The younger generation, especially has been trailblazing, breaking the heavy chains of stigma, not just by coming forward to seek help professionally, but having difficult conversations within their families, bringing about a change in generations of ongoing inter-generational trauma. With my experience through the pandemic, it’s easy to say that our attitude towards mental illness and its acceptance has changed. We are becoming more open to talk about it not just in our close circles but also with our families and extended social groups and communities.

So, does it matter how others think about us? On the surface a majority will say ‘no’ but we know this isn’t the case. Biases and judgements matter to us so much that we are ready to go through days and months of ill health and doom, but not seek treatment.

The current circumstances we are living in, has compelled us to look at the realities we have managed to remain ignorant about so far, but not anymore.

Why is seeking treatment for mental health still looked at with perplexed expressions and taken as a sign of defeat? ‘Dimaag ka khel hai’, ‘psychologist kya karengi, doctor davai dengae’ are the usual responses. We don’t think twice before putting wrong food into our bodies, indulging in habits that are evidently damaging for our bodies, and giving into wrong choices, indulging in ‘desi nuskhae’, visiting, astrologers, pandits and alternative healers for professional advise?

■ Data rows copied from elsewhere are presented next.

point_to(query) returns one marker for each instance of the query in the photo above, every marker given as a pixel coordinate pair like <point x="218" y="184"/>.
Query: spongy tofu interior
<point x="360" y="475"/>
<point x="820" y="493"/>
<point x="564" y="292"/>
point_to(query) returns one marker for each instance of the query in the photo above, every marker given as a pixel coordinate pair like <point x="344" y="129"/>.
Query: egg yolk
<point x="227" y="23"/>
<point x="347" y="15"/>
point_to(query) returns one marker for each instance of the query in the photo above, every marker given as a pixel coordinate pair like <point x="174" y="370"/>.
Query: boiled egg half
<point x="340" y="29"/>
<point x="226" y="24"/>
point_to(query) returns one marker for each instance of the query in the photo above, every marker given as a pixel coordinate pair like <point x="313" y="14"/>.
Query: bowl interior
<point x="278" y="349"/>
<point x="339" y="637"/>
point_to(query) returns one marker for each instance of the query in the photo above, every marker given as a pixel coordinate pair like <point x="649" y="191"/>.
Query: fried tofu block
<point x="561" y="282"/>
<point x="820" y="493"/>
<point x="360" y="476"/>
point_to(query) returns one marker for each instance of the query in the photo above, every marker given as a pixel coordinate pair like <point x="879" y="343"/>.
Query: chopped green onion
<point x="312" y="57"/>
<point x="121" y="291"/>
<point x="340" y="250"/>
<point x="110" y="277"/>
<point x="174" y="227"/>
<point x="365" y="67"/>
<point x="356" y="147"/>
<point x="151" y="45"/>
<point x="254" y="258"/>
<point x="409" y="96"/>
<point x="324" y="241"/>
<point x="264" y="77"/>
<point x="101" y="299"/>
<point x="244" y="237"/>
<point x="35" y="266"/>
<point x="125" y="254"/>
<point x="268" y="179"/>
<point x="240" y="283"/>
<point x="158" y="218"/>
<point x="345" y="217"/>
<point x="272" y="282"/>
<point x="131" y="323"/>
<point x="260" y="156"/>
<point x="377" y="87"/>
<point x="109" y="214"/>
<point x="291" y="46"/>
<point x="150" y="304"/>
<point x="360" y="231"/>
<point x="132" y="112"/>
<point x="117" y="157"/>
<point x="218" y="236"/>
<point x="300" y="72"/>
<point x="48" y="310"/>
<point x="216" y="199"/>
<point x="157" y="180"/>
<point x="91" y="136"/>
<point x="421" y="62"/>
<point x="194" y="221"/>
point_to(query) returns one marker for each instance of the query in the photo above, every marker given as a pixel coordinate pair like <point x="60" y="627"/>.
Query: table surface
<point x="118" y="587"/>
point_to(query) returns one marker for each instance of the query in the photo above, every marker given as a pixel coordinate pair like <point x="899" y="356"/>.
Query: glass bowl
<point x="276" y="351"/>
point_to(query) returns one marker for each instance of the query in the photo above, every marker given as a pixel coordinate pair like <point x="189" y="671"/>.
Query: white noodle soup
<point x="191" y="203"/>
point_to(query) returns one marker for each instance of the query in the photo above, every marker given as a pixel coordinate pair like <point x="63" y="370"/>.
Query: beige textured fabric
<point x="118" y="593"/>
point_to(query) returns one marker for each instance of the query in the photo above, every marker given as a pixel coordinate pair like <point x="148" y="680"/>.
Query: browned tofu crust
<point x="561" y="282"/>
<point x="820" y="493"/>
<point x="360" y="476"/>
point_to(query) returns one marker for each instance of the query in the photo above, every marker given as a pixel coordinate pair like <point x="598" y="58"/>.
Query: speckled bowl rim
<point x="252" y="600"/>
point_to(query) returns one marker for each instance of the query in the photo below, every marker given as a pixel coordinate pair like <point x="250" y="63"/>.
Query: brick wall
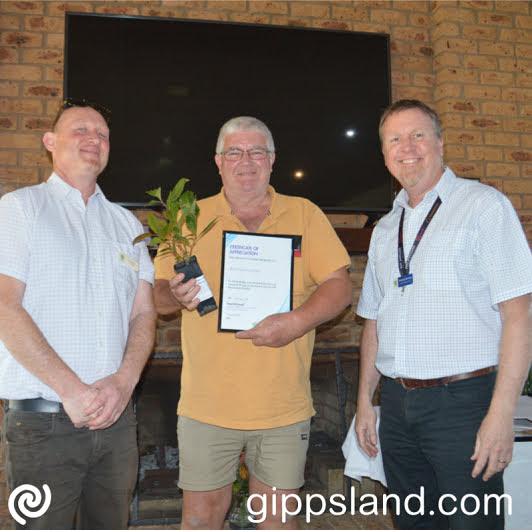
<point x="470" y="60"/>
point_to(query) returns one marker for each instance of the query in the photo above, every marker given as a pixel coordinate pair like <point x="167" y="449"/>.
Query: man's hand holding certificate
<point x="256" y="281"/>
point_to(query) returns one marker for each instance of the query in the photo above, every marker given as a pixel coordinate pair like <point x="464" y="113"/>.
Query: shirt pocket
<point x="124" y="264"/>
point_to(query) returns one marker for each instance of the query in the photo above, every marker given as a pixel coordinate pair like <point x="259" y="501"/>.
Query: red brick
<point x="480" y="61"/>
<point x="502" y="170"/>
<point x="518" y="125"/>
<point x="60" y="8"/>
<point x="445" y="29"/>
<point x="19" y="141"/>
<point x="517" y="94"/>
<point x="518" y="156"/>
<point x="25" y="8"/>
<point x="37" y="124"/>
<point x="496" y="48"/>
<point x="523" y="22"/>
<point x="22" y="39"/>
<point x="350" y="13"/>
<point x="494" y="19"/>
<point x="523" y="80"/>
<point x="20" y="106"/>
<point x="515" y="35"/>
<point x="468" y="169"/>
<point x="498" y="108"/>
<point x="456" y="75"/>
<point x="480" y="123"/>
<point x="331" y="24"/>
<point x="524" y="51"/>
<point x="485" y="153"/>
<point x="498" y="138"/>
<point x="447" y="90"/>
<point x="514" y="7"/>
<point x="463" y="137"/>
<point x="48" y="90"/>
<point x="54" y="24"/>
<point x="9" y="88"/>
<point x="55" y="40"/>
<point x="45" y="56"/>
<point x="8" y="55"/>
<point x="418" y="64"/>
<point x="208" y="15"/>
<point x="482" y="92"/>
<point x="251" y="18"/>
<point x="281" y="20"/>
<point x="480" y="32"/>
<point x="8" y="22"/>
<point x="278" y="8"/>
<point x="309" y="9"/>
<point x="20" y="176"/>
<point x="7" y="123"/>
<point x="35" y="159"/>
<point x="410" y="34"/>
<point x="117" y="9"/>
<point x="8" y="158"/>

If sharing about a heart condition isn’t looked at with stigma, and diabetes mellitus is recognised as a lifestyle issue now, why can’t we, with the same ease, accept mental health concerns and seek timely professional help, thereby reducing the burden of illness and its long term impact.

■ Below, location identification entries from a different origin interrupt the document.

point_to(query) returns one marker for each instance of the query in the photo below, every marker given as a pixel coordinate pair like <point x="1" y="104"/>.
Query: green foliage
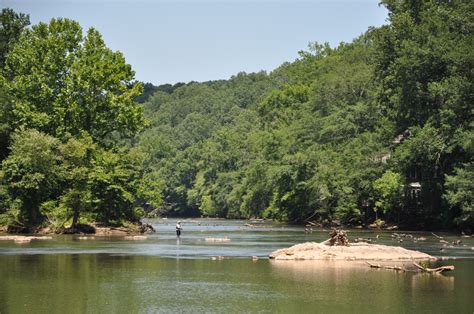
<point x="63" y="83"/>
<point x="389" y="189"/>
<point x="67" y="102"/>
<point x="314" y="139"/>
<point x="11" y="26"/>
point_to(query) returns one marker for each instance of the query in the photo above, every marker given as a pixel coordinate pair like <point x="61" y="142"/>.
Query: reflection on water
<point x="166" y="274"/>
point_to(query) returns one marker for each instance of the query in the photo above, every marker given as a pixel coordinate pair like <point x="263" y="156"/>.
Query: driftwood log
<point x="434" y="270"/>
<point x="421" y="268"/>
<point x="338" y="237"/>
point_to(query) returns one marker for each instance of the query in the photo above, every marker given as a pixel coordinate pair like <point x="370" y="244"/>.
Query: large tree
<point x="63" y="83"/>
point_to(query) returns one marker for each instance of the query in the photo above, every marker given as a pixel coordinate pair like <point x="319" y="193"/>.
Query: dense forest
<point x="379" y="129"/>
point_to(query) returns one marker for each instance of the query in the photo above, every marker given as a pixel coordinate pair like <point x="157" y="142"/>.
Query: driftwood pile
<point x="436" y="270"/>
<point x="338" y="237"/>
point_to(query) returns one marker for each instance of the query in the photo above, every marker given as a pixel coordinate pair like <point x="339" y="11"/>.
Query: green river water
<point x="164" y="275"/>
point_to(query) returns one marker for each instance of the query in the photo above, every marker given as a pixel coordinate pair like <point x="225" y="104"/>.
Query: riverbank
<point x="352" y="252"/>
<point x="86" y="229"/>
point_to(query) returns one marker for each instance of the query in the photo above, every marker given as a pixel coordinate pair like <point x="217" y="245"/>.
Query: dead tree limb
<point x="434" y="270"/>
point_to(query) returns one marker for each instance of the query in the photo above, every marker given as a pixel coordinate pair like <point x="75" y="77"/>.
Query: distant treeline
<point x="379" y="128"/>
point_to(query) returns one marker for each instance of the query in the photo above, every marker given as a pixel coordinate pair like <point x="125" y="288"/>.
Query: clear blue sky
<point x="169" y="41"/>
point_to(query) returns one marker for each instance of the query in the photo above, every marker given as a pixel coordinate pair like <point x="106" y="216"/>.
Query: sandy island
<point x="352" y="252"/>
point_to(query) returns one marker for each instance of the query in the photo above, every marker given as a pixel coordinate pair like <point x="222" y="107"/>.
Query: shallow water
<point x="163" y="274"/>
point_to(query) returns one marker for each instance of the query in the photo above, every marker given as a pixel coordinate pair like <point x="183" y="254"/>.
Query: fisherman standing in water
<point x="178" y="229"/>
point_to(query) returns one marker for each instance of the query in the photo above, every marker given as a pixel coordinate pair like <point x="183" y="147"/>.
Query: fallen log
<point x="434" y="270"/>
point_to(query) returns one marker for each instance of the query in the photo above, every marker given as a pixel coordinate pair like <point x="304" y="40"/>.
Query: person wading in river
<point x="178" y="229"/>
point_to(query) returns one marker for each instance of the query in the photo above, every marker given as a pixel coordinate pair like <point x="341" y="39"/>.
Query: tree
<point x="62" y="83"/>
<point x="389" y="189"/>
<point x="32" y="174"/>
<point x="11" y="26"/>
<point x="459" y="194"/>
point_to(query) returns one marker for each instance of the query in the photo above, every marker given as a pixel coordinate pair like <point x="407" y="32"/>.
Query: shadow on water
<point x="166" y="274"/>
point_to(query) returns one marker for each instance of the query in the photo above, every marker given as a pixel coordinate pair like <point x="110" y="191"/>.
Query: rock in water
<point x="352" y="252"/>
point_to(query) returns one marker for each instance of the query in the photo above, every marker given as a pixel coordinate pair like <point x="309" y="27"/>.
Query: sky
<point x="169" y="41"/>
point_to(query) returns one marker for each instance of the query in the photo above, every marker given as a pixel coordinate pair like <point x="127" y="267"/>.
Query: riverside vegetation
<point x="377" y="129"/>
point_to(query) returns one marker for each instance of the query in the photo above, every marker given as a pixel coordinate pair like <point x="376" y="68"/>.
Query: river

I often use the example of a three legged table to explain the importance of bio-psycho-social model for the etiology and treatment of mental health conditions. Just as any medical illness cannot be treated alone by an isolated change, the same is true for mental illnesses.

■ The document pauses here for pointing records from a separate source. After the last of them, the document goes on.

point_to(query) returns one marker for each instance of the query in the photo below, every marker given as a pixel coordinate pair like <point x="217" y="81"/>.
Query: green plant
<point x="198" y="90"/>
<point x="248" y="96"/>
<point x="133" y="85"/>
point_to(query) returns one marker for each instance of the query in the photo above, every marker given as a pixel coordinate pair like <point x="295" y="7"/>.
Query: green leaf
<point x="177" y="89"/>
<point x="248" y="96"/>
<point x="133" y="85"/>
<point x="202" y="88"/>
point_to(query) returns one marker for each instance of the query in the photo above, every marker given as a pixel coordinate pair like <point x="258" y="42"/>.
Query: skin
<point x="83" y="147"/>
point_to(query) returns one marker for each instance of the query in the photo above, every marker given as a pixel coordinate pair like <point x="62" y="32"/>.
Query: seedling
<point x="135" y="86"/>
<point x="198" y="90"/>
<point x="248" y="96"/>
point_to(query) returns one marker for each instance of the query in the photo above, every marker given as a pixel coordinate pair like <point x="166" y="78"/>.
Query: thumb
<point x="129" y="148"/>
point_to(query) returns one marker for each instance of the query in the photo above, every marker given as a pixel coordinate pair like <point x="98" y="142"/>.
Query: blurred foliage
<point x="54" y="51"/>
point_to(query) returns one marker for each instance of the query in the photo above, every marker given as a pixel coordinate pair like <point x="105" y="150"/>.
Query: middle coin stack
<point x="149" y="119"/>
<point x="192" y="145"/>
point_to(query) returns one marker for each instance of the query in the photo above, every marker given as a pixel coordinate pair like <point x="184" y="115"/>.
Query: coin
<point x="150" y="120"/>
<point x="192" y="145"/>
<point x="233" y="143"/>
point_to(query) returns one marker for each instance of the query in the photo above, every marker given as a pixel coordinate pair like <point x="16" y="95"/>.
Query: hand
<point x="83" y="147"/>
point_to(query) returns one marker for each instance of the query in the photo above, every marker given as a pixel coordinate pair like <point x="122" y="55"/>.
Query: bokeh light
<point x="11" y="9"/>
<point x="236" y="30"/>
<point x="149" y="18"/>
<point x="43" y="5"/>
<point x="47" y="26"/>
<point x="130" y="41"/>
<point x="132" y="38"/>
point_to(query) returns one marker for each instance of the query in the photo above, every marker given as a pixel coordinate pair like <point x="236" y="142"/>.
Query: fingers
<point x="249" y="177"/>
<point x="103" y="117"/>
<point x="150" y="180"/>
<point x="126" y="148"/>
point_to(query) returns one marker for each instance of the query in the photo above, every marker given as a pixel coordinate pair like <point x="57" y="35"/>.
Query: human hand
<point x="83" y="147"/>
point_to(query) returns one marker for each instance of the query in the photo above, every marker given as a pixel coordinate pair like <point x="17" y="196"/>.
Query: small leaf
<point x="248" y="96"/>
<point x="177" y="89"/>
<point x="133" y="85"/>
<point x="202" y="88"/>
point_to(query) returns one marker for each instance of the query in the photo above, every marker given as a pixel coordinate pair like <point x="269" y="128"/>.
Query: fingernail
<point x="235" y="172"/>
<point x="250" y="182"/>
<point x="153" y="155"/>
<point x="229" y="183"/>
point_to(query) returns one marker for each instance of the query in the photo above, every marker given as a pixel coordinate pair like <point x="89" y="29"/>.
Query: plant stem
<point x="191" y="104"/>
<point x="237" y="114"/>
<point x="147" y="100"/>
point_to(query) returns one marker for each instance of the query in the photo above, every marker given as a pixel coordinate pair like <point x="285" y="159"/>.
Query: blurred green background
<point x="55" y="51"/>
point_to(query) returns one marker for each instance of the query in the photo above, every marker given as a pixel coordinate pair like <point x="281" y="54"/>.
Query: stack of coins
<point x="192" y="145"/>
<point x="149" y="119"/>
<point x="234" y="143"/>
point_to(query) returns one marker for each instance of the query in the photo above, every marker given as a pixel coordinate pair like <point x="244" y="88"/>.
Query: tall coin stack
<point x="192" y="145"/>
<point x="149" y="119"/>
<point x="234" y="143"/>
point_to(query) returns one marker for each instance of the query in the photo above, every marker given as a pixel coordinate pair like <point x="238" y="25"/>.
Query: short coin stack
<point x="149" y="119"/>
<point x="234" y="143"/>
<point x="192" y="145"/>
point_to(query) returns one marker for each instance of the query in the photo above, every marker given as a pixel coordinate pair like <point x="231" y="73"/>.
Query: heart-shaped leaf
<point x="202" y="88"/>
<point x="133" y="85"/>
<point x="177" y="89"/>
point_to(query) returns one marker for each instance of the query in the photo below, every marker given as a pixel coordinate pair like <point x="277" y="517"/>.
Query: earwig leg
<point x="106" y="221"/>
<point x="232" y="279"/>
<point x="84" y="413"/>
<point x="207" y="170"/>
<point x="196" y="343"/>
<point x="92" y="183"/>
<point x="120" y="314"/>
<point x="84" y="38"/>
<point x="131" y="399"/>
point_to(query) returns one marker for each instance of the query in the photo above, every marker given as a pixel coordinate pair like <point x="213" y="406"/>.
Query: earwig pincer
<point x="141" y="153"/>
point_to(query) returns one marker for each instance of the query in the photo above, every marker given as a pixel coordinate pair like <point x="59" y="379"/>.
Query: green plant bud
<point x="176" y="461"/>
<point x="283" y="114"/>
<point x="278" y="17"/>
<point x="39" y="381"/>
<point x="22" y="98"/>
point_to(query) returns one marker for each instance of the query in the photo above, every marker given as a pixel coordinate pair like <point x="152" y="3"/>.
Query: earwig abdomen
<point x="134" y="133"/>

Contacting a credible professional for advice is the first step forward. Telemental health is an important step towards early detection and timely treatment. It is important to consult a trained and recognised mental health practitioner. Accepting what we see on social media as professional opinion isn’t recommended, in the same way as you would not get a broken ligament repaired online over social media!

Recommendations / Changes we all may reflect on and make:

  • Remember, we are a collective society, but not at the expense of individual well-being. Striking a semblance of order over time is the key to achieving better mental health.
  • Self-check-in throughout the day, making it a ritual respecting your well-being. Ask yourself how you are feeling, what is it that you can do for yourself, and what is it that you need to prioritise ‘now’?
  • Keep a check on your inner chatter. We are our worst critics. So, we forget to cherish ourselves, and berate and become harsh over the slightest mistakes we may have made.
  • Be alert for any signs of continuous and significant irregularities in mood, sleep disturbances (less or more), changes in appetite (both less or more), changes in the upkeep of personal hygiene and social interaction, and alterations in fulfilling roles and responsibilities at home or work, which were being fulfilled effectively before.
  • Indulge in small acts of self-compassion on a daily basis. This will certainly do you good in the long run.
  • Drawing constant comparisons has never done any of us good. Let’s start by being gentle to ourselves.
  • With overarching daily demands, we need to start drawing a line for ourselves. Learn to gently say ‘no’, when situations or people are placing their demands heavily on you.
  • Hustle culture has been made popular and is highly overrated. It’s not for everyone and certainly not all the time. Slowly learning to unwind, focussing on slow breaths, pacing down, and taking one task at a time is a good practice to start with, and helps to manage the feeling of being overwhelmed and anxious.
  • Be reasonable while setting up your schedule, ambitious planning of schedules only leads to disappointments and despondent feelings spreading over the day and increasing self-doubts. Asking a simple question as to what’s important at this moment is an important self-practice towards living mindfully.